At that time, six days past his 27th birthday, Nurmi had established himself as the planet’s preeminent distance runner, having assumed the mantle from his boyhood hero, Hannes Kolehmainen, who completed a hattrick of Olympic golds in 1912, at 5000m, 10,000m and cross country.

Whereas the affable Kolehmainen was regarded as the smiling Suomi star of the Stockholm Olympics, the taciturn Nurmi was seen as the unsmiling Finnish crown prince of distance running.

He had endured a tough upbringing in the south-west of the country, leaving school at the age of 12 after his father died to haul goods up the steep slope to Turku railway station as a delivery boy. He used the trams of Turku as his pacemakers, and walked and ran for hours in the surrounding forests.

“Nurmi was enigmatic, sphinx-like, a god in a cloud,” wrote Norman Harris and Ron Clarke in The Lonely Breed. “He was stern and silent, with uncompromising self-discipline and white-hot ambition, bearing the closest possible resemblance in athletics to Napoleon Bonaparte.”

By 1924, the ‘Phantom Finn,’ as the Greta Garbo of the track was dubbed by the press, had claimed three of his nine Olympic gold medals and set six of his 22 world records. At the 1920 Olympics in Antwerp, he succeeded Kolehmainen as 10,000m champion – his ageing idol stepping up in distance to win the marathon – and also won individual and team cross country golds.

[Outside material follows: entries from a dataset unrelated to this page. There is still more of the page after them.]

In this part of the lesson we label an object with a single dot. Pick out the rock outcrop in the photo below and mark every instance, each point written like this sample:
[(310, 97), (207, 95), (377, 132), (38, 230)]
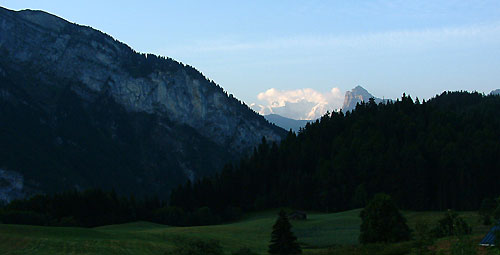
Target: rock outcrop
[(164, 118)]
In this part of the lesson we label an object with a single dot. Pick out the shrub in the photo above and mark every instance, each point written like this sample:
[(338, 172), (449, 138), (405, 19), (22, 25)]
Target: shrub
[(382, 222), (451, 224), (244, 251), (196, 247)]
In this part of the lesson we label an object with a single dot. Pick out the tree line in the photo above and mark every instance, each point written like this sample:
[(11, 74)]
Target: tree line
[(434, 155)]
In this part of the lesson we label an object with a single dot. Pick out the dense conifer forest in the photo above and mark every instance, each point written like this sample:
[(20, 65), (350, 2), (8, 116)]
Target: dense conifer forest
[(434, 155)]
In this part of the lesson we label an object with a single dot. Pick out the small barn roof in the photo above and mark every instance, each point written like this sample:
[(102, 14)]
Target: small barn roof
[(489, 239)]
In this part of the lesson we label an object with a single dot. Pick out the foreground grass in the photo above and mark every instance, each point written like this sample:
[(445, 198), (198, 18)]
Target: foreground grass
[(335, 233)]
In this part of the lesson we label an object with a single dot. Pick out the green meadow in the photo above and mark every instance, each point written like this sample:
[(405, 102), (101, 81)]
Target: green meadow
[(316, 234)]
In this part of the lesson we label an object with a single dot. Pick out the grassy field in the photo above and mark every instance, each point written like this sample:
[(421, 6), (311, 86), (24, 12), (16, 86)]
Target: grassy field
[(317, 233)]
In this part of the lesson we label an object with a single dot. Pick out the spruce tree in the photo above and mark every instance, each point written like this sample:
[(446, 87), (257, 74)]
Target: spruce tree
[(283, 241)]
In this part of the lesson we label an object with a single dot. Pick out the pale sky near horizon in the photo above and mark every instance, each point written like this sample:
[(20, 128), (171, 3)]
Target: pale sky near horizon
[(299, 57)]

“The injury was a bad thing”

When the punishing timetable for Paris was published, the Finnish athletics authorities chose the US-based Ville Ritola as their main man for the 10,000m and omitted Nurmi. The reigning champion requested a place but was asked to run behind Ritola for second place, to save himself for the 1500m and 5000m.

When Nurmi refused, he was offered a slot in the 800m instead. He declined that offer too.

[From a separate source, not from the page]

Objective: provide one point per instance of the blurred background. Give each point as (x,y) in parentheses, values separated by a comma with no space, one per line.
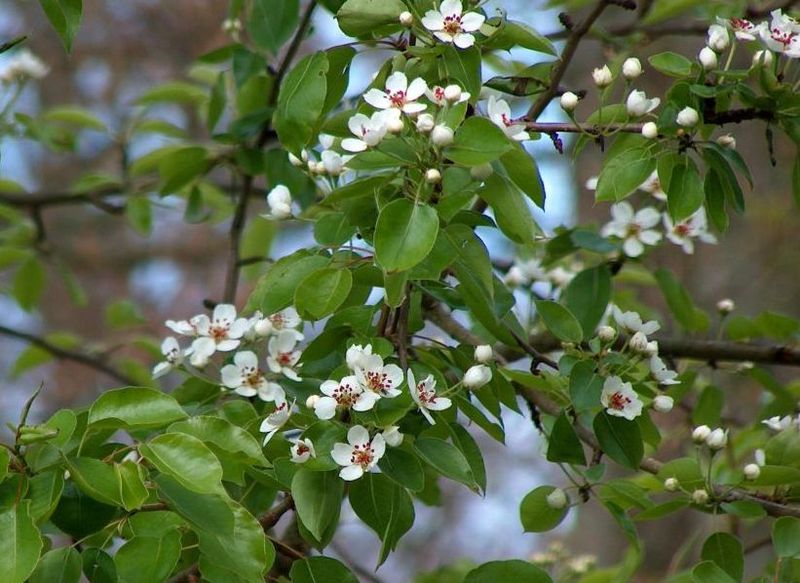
(124,48)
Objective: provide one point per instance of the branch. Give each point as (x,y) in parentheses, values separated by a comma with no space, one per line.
(66,354)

Amid the controversy, Nurmi injured a knee when slipping on ice in a 7km cross country race. He had to rest for two weeks, then walk with his leg straight for several more weeks, pummelling away on a boxing punchbag to maintain some fitness.

Rumours spread that he might not be fit for Paris but, at his insistence, the 1500m and 5000m races were arranged with an hour of each other at Elaintarha. Nurmi wanted to show that he was ready for the mighty challenge in the French capital.

First came the 1500m. The world record stood at 3:54.7, set by Swede John Sander in 1917, though Nurmi had run quicker (3:53.0) en route to his mile record of 4:10.4 in Stockholm in 1923.

It was Nurmi’s want to burn off the opposition with a fast opening lap and he set off with a split of 57.3 on his way to an undisputed world record time of 3:52.6.

There were no signs of fatigue in the 5000m. Nurmi opened with a lap of 65.0 and closed with 62.7. His finishing time was 14:28.2 – a staggering 7.2 seconds inside the global mark he had set in Stockholm two years previously.

“He seemed to be venting anger stored up from the injury,” wrote Harris and Clarke, who knew a thing or two about world record breaking.

It was put to Nurmi that the injury had been a blessing in disguise, that the enforced rest had done him good. “No, not at all,” he angrily replied. “The injury was a bad thing.”

It was a bad thing for Nurmi’s rivals that he arrived in Paris fully recovered and fully firing. Nothing could stop the Phantom Finn from ghosting into the Olympic record books.